Convergence of $\int_{0}^{\pi^{2}}\frac{1}{1-\cos(\sqrt{x})}dx$

Question

I need to compare this integral $\int_{0}^{\pi^{2}}\frac{1}{1-\cos(\sqrt{x})}dx$ to another one in order to ensure its convergence, but I can't find the proper one, because $\frac{1}{1-\sqrt{x}}$ is not continuous.

Answer 1

Using small angle approximation, $\sin(x)\approx x$.Hence $\cos(x)\approx 1- \frac{x^2}{2}$. So, $\cos(\sqrt{x})\approx 1- \frac{x}{2}$. Decomposing the given integral,

$$\int_{0}^{\pi^2} \frac{1}{1-\cos(\sqrt{x})}dx=\int_{0}^{\delta} \frac{1}{1-\cos(\sqrt{x})}dx+\int_{\delta}^{\pi^2} \frac{1}{1-\cos(\sqrt{x})}dx,$$ where $\delta>0$ is arbitrary small. Now,

$$\int_{0}^{\delta} \frac{1}{1-\cos(\sqrt{x})}dx \approx \int_{0}^{\delta} \frac{1}{1-(1-\frac{x}{2})}dx=2(\ln|x|)_{0}^{\delta},$$ which approaches $\infty$ as $x \rightarrow 0^+$. Hence,the first integral diverges.
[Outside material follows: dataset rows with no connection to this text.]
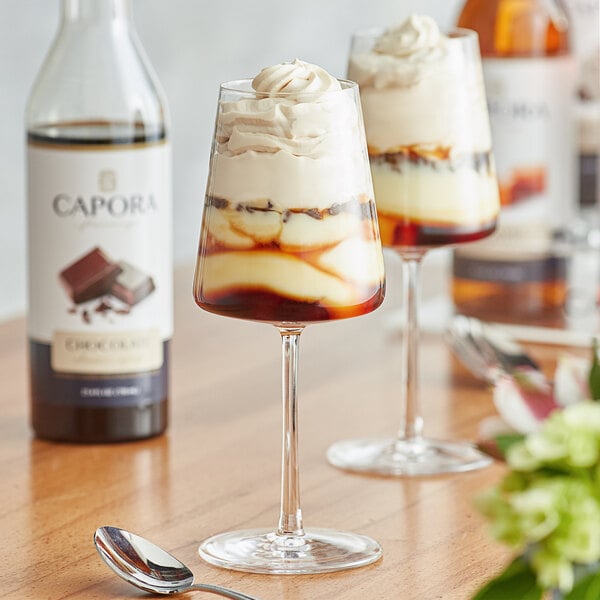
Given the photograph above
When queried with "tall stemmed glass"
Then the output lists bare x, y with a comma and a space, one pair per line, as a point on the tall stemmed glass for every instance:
433, 174
289, 237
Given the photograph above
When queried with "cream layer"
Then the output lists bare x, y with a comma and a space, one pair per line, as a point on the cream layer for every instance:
290, 181
419, 192
338, 278
434, 112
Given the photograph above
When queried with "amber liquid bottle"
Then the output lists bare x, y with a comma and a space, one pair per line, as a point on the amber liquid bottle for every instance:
516, 275
99, 244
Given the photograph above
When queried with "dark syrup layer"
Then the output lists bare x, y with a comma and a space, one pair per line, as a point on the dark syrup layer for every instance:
269, 307
480, 162
409, 234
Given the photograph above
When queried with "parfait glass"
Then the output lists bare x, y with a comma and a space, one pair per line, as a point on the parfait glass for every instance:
429, 145
289, 237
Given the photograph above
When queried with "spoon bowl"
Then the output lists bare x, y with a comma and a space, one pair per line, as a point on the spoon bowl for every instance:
148, 567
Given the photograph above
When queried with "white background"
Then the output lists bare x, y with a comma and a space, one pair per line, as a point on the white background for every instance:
193, 45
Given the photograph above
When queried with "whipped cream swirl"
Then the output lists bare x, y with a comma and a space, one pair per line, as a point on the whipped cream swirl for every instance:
419, 35
306, 120
294, 77
401, 56
296, 140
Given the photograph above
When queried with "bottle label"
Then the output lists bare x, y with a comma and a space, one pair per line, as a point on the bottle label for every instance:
530, 103
100, 262
585, 19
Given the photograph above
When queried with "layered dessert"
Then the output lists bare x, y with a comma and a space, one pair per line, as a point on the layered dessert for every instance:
289, 232
428, 133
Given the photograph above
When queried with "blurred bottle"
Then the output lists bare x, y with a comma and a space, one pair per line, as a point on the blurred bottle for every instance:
100, 268
516, 275
585, 20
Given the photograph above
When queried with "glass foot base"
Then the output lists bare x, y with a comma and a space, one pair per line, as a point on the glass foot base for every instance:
262, 551
389, 456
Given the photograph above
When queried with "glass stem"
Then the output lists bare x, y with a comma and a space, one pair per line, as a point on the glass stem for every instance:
290, 518
411, 422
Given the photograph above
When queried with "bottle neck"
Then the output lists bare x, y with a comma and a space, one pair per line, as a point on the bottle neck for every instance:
97, 11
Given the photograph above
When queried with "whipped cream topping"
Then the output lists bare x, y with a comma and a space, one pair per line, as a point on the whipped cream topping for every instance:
421, 87
301, 145
294, 77
418, 35
402, 55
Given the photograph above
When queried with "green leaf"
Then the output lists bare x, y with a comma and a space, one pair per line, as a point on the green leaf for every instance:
506, 440
594, 379
586, 589
516, 581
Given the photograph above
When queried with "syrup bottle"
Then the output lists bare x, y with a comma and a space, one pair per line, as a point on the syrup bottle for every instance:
516, 275
99, 216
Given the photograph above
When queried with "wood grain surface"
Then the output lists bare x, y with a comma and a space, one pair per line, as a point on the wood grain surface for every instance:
218, 467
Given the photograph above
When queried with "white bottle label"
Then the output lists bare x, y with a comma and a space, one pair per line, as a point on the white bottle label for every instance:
100, 260
531, 112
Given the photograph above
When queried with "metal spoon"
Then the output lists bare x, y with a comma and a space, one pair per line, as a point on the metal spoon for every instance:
148, 567
486, 350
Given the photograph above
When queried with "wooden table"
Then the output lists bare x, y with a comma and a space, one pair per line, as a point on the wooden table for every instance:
218, 467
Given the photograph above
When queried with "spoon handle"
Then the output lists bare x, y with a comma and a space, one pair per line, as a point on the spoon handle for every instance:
215, 589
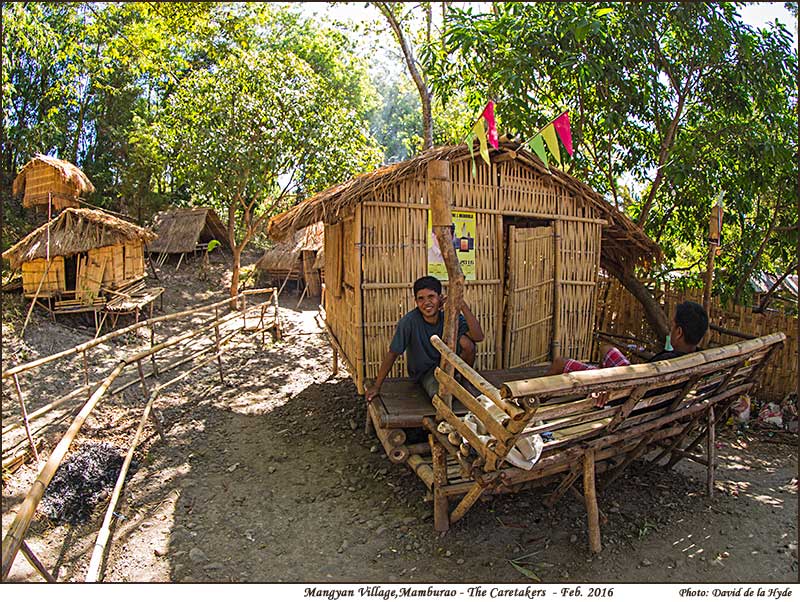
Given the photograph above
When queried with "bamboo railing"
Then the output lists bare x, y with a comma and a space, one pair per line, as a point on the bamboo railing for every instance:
621, 316
14, 540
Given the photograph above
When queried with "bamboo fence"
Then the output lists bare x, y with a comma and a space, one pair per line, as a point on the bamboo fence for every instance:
14, 541
619, 314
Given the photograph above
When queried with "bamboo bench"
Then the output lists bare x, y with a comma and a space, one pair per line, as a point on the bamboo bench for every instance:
669, 406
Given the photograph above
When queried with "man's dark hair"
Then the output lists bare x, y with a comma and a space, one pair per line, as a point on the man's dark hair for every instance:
693, 320
428, 282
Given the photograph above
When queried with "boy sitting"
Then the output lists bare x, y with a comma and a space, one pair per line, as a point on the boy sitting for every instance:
413, 333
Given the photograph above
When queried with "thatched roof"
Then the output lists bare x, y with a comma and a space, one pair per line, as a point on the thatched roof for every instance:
66, 170
179, 230
624, 243
284, 255
75, 231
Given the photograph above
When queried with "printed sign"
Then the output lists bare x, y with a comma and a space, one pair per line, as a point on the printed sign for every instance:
463, 234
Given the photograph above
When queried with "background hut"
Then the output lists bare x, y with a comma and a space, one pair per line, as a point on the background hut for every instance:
186, 231
539, 239
296, 258
78, 253
44, 179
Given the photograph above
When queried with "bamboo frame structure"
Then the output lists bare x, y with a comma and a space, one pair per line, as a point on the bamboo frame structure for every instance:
650, 405
14, 539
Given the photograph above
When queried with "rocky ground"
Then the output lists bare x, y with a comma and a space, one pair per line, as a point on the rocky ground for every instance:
268, 477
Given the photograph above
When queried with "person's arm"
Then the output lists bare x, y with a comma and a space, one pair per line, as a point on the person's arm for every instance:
383, 372
474, 330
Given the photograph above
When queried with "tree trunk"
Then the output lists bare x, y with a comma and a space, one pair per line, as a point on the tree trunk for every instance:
655, 316
425, 94
237, 254
745, 277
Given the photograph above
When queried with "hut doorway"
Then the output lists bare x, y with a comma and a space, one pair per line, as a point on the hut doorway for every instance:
529, 292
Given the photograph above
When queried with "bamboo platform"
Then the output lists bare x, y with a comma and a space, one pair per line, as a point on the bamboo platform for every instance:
591, 423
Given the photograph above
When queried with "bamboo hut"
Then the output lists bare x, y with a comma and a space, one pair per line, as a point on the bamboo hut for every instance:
531, 242
296, 258
188, 230
44, 180
78, 255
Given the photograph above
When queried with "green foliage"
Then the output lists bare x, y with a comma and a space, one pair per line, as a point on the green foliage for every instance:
670, 103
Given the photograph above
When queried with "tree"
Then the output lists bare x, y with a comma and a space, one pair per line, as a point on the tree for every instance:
276, 116
652, 90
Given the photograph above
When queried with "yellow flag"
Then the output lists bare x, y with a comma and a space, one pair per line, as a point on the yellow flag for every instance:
549, 135
480, 132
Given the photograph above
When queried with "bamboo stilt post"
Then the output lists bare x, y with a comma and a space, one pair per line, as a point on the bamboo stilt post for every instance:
555, 344
85, 368
711, 452
440, 196
153, 341
25, 421
36, 296
441, 520
590, 494
36, 563
219, 350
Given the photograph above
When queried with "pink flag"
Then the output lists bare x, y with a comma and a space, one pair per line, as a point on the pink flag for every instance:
561, 124
491, 126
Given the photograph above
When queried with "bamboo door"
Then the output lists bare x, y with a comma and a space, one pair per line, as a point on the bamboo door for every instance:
529, 306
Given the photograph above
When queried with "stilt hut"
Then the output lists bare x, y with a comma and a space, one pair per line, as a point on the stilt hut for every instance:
186, 230
531, 242
296, 259
76, 258
44, 180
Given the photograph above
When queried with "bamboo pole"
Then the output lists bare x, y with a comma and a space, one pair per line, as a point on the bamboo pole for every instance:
25, 420
19, 527
555, 345
711, 452
112, 335
36, 563
591, 502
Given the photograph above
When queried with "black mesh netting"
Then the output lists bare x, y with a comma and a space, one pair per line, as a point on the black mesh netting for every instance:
84, 479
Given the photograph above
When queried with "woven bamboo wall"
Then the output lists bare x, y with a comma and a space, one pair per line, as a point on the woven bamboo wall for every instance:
34, 271
44, 180
619, 312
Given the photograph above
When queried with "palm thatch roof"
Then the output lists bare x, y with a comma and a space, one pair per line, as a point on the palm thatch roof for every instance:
283, 257
68, 173
75, 231
623, 243
180, 230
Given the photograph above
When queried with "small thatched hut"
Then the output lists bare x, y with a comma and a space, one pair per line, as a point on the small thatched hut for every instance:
88, 251
296, 259
531, 242
46, 179
187, 230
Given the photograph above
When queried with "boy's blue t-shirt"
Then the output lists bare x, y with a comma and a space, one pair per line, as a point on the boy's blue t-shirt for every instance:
413, 334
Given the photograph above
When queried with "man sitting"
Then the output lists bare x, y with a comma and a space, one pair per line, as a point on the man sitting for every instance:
413, 333
689, 326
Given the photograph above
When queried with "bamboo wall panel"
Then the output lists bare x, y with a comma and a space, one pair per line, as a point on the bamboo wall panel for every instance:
618, 312
133, 260
580, 260
33, 271
530, 297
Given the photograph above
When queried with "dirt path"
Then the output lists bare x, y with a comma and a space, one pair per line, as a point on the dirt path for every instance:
269, 477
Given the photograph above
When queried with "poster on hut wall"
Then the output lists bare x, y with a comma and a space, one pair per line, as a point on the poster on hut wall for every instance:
463, 233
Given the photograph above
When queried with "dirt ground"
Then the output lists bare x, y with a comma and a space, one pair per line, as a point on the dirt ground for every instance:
269, 477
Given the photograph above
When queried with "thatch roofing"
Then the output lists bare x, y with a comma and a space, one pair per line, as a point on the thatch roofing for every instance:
179, 230
67, 171
75, 231
624, 243
284, 255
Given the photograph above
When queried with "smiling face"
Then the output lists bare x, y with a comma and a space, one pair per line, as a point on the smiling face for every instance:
429, 303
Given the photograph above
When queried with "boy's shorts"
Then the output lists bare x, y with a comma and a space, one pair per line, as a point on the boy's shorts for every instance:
613, 358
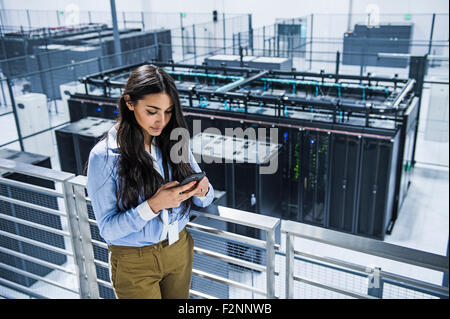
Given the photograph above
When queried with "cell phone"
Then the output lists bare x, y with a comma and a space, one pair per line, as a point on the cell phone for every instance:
194, 177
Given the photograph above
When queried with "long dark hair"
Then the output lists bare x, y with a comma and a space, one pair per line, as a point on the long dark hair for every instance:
136, 174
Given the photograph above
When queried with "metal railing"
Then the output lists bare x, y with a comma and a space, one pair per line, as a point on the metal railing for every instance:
227, 264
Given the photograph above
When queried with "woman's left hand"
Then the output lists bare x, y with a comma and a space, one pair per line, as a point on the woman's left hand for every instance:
202, 187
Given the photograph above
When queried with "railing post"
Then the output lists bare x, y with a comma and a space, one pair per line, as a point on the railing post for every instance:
270, 263
375, 287
289, 266
74, 197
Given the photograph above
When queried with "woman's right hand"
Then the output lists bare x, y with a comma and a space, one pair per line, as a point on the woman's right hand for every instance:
170, 196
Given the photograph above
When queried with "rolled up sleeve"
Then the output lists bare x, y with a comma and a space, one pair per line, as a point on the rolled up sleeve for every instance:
205, 200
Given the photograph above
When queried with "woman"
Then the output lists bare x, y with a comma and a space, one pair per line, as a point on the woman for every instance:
132, 182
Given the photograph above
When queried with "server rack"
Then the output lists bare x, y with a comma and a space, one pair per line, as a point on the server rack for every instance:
18, 49
76, 140
29, 214
341, 112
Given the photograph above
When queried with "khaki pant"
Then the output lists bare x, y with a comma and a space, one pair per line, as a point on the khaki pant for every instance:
156, 271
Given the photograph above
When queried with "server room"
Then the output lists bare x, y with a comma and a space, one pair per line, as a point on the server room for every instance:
320, 129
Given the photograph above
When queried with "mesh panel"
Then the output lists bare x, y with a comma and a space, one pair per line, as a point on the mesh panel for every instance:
391, 291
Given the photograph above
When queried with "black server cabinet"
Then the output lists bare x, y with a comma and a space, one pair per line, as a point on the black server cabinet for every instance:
314, 172
377, 171
31, 215
343, 192
76, 140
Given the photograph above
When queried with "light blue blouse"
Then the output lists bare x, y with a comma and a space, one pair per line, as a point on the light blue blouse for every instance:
138, 226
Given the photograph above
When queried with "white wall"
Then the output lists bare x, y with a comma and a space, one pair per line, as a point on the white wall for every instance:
263, 11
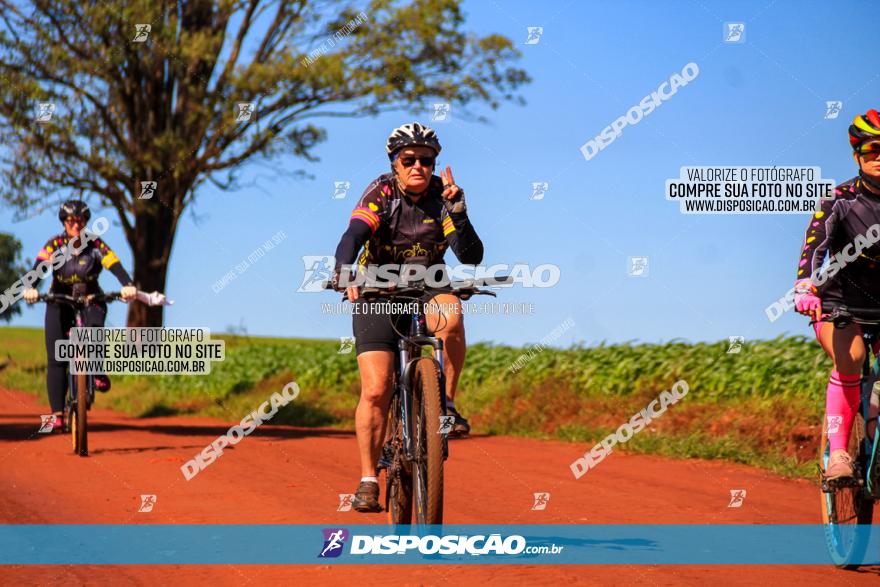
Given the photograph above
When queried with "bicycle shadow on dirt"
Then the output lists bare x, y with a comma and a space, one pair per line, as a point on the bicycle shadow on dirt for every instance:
866, 570
22, 431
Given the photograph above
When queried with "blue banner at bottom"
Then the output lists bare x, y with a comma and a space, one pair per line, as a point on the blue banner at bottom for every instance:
651, 544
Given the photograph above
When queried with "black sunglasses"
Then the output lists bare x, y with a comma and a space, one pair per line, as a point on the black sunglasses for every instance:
425, 161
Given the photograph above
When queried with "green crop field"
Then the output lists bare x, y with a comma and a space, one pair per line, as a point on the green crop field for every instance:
762, 406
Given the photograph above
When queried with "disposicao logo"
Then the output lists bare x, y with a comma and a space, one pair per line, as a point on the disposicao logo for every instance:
334, 539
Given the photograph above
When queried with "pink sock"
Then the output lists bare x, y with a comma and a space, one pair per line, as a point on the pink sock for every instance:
841, 403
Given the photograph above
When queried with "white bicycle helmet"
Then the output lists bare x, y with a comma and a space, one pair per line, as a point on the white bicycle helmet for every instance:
411, 135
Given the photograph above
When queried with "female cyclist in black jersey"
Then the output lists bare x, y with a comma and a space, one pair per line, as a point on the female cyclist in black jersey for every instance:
853, 213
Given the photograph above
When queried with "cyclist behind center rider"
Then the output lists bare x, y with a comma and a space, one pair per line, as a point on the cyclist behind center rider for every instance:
408, 213
853, 210
79, 271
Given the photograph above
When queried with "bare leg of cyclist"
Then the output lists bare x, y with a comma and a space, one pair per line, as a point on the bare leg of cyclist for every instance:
450, 329
846, 348
446, 320
376, 369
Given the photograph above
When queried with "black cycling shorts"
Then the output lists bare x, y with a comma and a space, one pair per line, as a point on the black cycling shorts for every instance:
374, 321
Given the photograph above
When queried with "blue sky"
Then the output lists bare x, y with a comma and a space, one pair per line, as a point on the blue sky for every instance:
761, 102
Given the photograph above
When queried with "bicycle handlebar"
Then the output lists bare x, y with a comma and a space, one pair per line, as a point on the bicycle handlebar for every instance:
462, 289
52, 298
842, 315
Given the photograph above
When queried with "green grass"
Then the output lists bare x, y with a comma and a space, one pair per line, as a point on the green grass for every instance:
762, 406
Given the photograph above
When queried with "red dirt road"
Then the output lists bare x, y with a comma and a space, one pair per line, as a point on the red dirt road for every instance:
281, 475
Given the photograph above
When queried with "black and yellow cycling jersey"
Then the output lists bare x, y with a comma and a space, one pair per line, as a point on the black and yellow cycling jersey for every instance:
392, 228
82, 268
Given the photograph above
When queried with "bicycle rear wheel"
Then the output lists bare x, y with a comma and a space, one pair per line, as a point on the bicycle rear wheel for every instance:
398, 481
427, 444
79, 426
846, 506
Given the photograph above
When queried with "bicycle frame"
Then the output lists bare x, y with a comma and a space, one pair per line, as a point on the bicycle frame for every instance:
868, 472
409, 352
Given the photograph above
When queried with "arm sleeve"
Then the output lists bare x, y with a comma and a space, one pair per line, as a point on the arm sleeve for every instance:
111, 262
363, 223
462, 238
818, 237
45, 254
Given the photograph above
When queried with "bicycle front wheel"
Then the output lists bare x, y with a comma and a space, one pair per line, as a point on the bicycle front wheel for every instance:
846, 510
427, 443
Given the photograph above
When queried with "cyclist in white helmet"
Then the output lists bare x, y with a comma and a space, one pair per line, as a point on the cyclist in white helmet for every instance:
407, 214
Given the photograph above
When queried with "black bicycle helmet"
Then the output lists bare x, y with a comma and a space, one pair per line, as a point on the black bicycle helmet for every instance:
74, 208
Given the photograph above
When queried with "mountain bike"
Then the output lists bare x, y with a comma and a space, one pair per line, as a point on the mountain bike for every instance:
848, 503
80, 387
416, 441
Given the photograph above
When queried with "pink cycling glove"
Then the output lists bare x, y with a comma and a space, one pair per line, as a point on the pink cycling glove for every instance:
805, 299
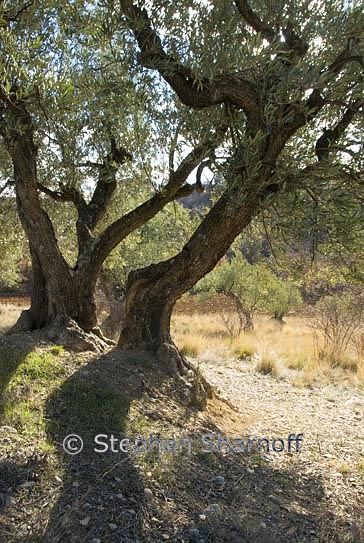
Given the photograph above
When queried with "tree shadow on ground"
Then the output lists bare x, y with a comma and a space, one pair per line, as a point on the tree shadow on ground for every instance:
116, 497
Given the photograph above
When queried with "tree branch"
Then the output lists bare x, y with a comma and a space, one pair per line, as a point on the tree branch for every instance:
332, 135
254, 21
228, 88
175, 188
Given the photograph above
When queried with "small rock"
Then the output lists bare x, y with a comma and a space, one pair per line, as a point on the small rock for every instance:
193, 533
5, 500
148, 494
213, 508
27, 484
219, 480
8, 429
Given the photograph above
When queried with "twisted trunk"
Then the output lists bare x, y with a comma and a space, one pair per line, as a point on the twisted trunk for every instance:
152, 291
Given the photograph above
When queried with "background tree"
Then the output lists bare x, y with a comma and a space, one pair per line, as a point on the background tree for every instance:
289, 78
252, 287
74, 114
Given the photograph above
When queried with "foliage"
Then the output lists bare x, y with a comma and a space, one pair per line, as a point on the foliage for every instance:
253, 288
13, 246
336, 321
157, 240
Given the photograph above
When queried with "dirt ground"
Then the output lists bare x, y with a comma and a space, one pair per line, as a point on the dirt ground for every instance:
315, 495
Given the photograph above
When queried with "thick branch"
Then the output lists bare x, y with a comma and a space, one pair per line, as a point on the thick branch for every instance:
254, 21
175, 188
227, 88
105, 186
331, 136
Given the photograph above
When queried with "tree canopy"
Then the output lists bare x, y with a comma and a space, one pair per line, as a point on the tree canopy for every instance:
137, 96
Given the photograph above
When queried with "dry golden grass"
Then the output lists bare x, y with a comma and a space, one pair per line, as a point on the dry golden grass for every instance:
290, 349
9, 314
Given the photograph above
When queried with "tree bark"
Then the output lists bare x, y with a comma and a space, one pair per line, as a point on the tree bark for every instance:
151, 292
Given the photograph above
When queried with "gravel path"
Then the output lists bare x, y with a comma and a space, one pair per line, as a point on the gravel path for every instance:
331, 419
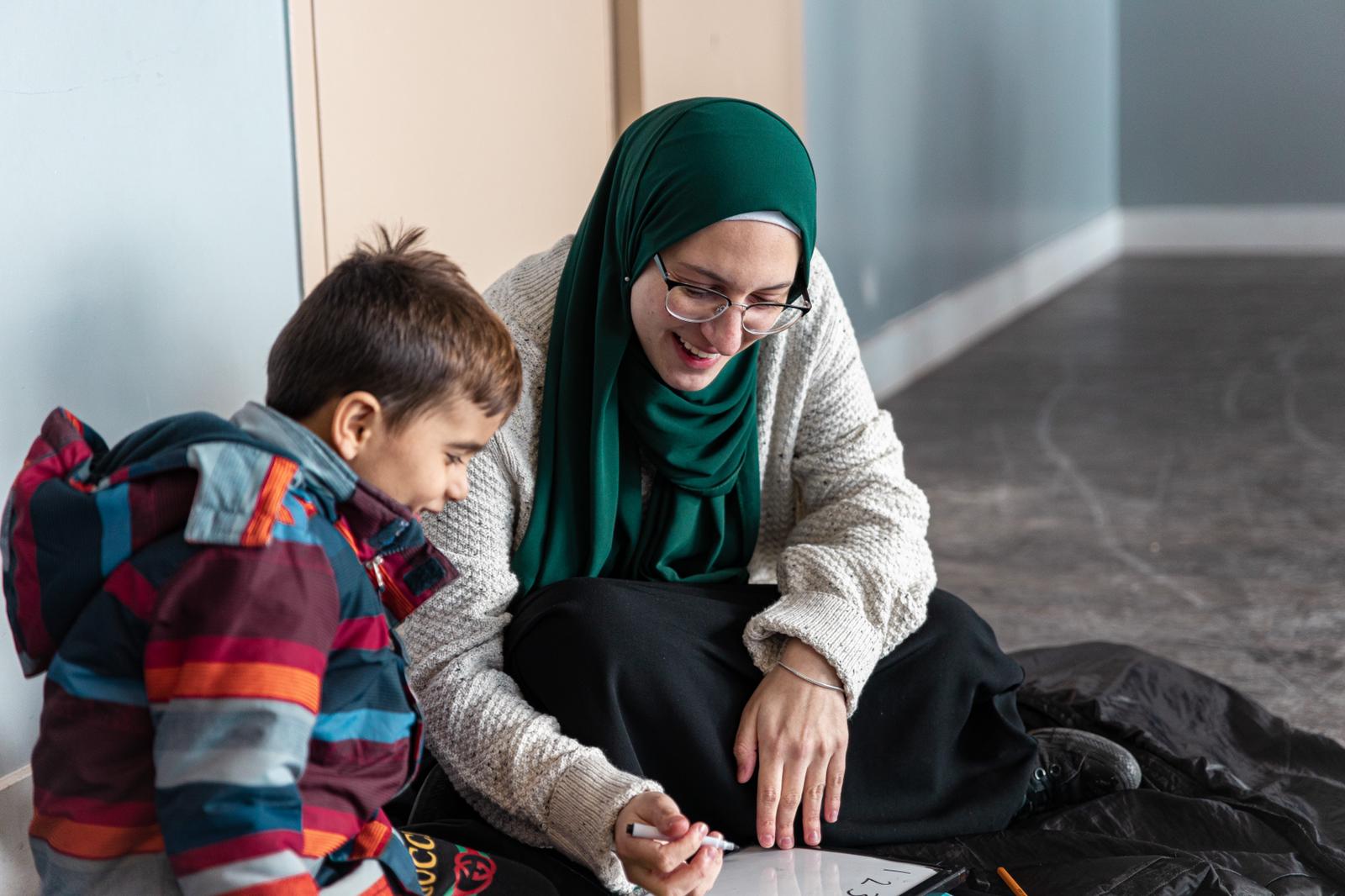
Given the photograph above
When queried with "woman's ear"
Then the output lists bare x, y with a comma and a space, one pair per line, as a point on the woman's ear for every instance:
354, 421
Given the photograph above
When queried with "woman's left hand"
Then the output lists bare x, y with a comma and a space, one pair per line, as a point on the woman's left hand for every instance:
795, 734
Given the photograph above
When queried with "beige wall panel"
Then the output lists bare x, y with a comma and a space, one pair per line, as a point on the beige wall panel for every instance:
750, 49
486, 123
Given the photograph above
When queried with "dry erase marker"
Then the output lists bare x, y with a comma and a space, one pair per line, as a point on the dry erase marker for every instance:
1006, 878
650, 831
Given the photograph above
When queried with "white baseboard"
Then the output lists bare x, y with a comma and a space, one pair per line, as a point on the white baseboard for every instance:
15, 777
1235, 229
941, 329
18, 873
934, 333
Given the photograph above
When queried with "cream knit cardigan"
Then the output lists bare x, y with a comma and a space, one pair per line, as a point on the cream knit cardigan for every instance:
842, 532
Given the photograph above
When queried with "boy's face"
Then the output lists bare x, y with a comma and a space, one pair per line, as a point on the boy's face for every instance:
424, 461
So does the original one.

Answer 2

@SL_MathGuy already showed that the definite integral diverges.

Using the tangent half-angle substitution and one integration by parts, the antiderivative is given by $$J(x)=\int\frac{dx}{1-\cos \left(\sqrt{x}\right)}=4 \log \left(\sin \left(\frac{\sqrt{x}}{2}\right)\right)-2 \sqrt{x} \cot \left(\frac{\sqrt{x}}{2}\right)$$ and, since $J(\pi^2)=0$ $$\int_\epsilon^{\pi ^2}\frac{dx}{1-\cos \left(\sqrt{x}\right)}=2 \sqrt{\epsilon } \cot \left(\frac{\sqrt{\epsilon }}{2}\right)-4 \log \left(\sin \left(\frac{\sqrt{\epsilon }}{2}\right)\right)$$ which, expanded a a series gives $$-2 \log (\epsilon )+4(1+ \log (2))-\frac{\epsilon }{6}-\frac{\epsilon ^2}{240}+O\left(\epsilon ^{3}\right)$$

Computed for $\epsilon=\frac 1 {100}$, the exact result would be $$\frac{1}{5} \cot \left(\frac{1}{20}\right)-4 \log \left(\sin \left(\frac{1}{20}\right)\right)\approx 15.98126201077$$ while the above truncated expansion would give $$\frac{9595999}{2400000}+\log (160000)\approx 15.98126201088$$

Answer 3

Because for each small $t $ the series for the cosine is alternating with decreasing absolute values of the term, we have by Leibnitz criterion that $$\tag1 1\cos t\leq1-\frac {t^2}2. $$ More precisely, using Taylor's remainder we have $$\cos t=1-\frac {t^2}2+\frac { (\cos c)\, t^4}{24}$$ for $c $ between $0$ and $t $. If $0 <t <\frac\pi2$, then the error term is positive and we get $(1) $. Then $$\frac1 {1-\cos\sqrt x}\geq\frac1 {(\sqrt x)^2/2}=\frac2x, $$and $$\int_0^{\pi^2}\frac1 {1-\cos\sqrt x}\,dx\geq\int_0^{\pi/4}\frac1 {1-\cos\sqrt x}\,dx\geq\int_0^{\pi/4}\frac 2 {x}\,dx=\infty. $$